Yeah, same deal here. If the battery was anything too horrendous, it would either be stock still or not reporting via LeafSpy. That's what mine did and the 'fault' as far as the vehicle was concerned was that the on-board charger wasn't communicating on the CAN. It wasn't communicating because it was toasted and pulling the internal supply voltage down, but the car didn't know that.
That seems like it's probably the best way forwards. It's a pretty easy swap (biggest pain is the coolant and replacing the seats). The HV connections can be a bit of a fiddle to get them to unlock, but just check the service manual and it'll explain it.
That response from Nissan Takapuna sounds pretty good, actually, I'm impressed. I'd always rather deal with someone like that than get the whole run-around, meaningless quote, etc.

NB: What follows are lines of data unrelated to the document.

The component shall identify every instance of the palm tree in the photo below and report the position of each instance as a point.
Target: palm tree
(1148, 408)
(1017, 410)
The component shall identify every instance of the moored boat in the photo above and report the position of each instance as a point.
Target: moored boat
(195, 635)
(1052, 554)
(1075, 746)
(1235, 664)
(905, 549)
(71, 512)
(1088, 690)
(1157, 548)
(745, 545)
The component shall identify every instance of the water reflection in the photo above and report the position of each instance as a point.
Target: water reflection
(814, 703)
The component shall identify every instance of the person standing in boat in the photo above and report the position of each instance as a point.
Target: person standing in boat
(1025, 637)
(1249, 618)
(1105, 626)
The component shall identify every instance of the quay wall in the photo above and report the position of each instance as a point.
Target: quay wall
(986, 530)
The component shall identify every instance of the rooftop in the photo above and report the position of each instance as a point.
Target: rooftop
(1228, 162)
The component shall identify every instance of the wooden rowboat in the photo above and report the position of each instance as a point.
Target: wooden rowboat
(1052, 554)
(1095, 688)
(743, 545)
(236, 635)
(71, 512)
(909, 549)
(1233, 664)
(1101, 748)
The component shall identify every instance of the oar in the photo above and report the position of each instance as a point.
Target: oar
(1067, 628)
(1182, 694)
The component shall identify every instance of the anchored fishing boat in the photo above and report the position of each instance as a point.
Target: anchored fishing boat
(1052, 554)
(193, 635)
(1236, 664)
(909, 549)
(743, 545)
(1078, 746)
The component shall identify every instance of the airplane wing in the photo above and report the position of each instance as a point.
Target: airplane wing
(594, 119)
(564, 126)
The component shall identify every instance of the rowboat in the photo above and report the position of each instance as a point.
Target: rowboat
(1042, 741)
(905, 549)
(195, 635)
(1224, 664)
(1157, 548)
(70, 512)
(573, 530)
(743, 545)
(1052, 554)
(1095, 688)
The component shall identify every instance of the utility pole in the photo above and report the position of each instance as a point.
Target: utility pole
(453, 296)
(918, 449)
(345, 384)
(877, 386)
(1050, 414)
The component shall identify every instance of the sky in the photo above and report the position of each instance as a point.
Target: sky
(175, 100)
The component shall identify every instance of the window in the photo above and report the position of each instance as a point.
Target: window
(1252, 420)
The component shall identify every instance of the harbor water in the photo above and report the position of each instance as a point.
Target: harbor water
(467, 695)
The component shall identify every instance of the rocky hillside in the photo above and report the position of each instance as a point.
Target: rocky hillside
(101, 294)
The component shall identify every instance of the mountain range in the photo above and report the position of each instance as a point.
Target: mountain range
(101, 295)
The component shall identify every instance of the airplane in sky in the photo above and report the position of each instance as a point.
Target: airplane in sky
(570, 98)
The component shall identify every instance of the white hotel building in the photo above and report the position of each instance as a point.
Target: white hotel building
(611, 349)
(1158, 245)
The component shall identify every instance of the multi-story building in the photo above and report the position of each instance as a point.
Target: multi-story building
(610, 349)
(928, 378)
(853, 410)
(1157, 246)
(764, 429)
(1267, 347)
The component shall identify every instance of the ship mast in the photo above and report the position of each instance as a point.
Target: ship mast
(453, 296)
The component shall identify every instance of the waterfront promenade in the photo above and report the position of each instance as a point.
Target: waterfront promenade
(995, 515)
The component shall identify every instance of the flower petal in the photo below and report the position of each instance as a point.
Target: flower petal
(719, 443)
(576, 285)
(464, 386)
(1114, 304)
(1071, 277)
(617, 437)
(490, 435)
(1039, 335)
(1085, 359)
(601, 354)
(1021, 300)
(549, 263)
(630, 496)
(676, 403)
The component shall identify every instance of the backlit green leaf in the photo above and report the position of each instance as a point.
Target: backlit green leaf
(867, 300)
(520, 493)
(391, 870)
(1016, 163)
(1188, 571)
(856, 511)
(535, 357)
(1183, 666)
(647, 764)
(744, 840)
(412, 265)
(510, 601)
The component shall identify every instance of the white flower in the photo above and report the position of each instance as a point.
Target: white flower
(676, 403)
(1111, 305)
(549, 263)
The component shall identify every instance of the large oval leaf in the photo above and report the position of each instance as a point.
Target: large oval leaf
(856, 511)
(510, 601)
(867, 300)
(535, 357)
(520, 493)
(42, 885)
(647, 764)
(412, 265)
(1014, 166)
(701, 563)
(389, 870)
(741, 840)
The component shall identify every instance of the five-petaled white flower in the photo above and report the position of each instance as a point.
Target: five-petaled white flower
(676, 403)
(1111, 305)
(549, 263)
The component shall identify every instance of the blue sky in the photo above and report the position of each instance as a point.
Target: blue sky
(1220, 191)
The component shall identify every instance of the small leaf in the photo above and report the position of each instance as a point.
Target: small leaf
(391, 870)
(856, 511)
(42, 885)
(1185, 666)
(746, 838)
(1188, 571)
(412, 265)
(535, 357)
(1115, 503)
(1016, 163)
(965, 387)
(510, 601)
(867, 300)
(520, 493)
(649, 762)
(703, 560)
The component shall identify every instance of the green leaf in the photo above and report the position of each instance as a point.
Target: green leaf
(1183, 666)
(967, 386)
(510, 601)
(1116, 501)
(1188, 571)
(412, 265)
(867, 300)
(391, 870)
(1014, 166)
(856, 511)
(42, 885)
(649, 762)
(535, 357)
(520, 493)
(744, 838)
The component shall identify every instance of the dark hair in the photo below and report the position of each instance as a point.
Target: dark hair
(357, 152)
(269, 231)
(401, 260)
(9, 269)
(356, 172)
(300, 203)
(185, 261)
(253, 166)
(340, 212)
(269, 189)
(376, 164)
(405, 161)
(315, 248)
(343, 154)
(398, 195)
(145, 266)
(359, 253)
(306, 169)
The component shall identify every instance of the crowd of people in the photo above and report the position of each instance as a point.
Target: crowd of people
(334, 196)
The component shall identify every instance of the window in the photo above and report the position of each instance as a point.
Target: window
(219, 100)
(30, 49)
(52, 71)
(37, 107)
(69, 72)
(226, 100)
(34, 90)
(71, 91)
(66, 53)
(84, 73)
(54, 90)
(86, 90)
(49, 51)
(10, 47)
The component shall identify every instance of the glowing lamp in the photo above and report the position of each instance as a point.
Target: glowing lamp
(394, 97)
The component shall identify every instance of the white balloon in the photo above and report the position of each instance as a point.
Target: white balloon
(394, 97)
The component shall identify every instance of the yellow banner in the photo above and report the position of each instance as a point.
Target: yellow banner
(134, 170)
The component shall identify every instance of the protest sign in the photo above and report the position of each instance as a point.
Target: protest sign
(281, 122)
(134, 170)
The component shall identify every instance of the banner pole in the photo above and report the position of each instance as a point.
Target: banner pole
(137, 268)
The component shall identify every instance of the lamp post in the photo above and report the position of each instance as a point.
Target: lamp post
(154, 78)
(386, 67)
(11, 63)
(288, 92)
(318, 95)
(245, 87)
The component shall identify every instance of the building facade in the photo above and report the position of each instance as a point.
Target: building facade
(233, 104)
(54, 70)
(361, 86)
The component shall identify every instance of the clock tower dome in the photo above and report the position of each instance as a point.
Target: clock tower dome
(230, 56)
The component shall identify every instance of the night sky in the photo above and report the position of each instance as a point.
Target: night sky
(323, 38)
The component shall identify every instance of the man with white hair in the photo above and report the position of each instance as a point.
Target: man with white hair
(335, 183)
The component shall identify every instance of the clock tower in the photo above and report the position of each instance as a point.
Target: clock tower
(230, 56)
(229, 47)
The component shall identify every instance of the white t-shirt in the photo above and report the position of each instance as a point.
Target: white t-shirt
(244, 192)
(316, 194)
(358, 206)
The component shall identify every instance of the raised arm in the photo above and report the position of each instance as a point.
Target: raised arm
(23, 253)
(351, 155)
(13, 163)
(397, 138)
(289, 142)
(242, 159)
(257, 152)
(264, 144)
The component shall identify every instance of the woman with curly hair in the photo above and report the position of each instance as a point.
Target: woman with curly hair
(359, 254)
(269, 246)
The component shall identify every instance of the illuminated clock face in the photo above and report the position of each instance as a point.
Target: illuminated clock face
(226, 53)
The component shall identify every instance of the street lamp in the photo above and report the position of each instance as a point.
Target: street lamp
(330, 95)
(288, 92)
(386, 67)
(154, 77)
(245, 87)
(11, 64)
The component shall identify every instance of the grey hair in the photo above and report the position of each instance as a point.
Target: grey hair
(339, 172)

Interesting that they have a bit of a problem, so far I was still the only person I'd heard of replacing theirs, so I was hoping it was a bit isolated.
The braking issue is just that it seems to randomly get really touchy and hard to stop smoothly. I've seen quite a few people mention it and seen it get blamed on 12V battery issues, firmware, sticky rotors/calipers, all sorts. It's not enough to be an issue to drive, it's just a little annoying. It normally clears up for a bit if I come to a complete stop and give the pedal a good long/hard/slow press.
Anyway, like I said, try pull the cover off once you get it out and grab a few photos. If the controllers look the same then there might be a way to salvage the old one, once you've got a working one to test against.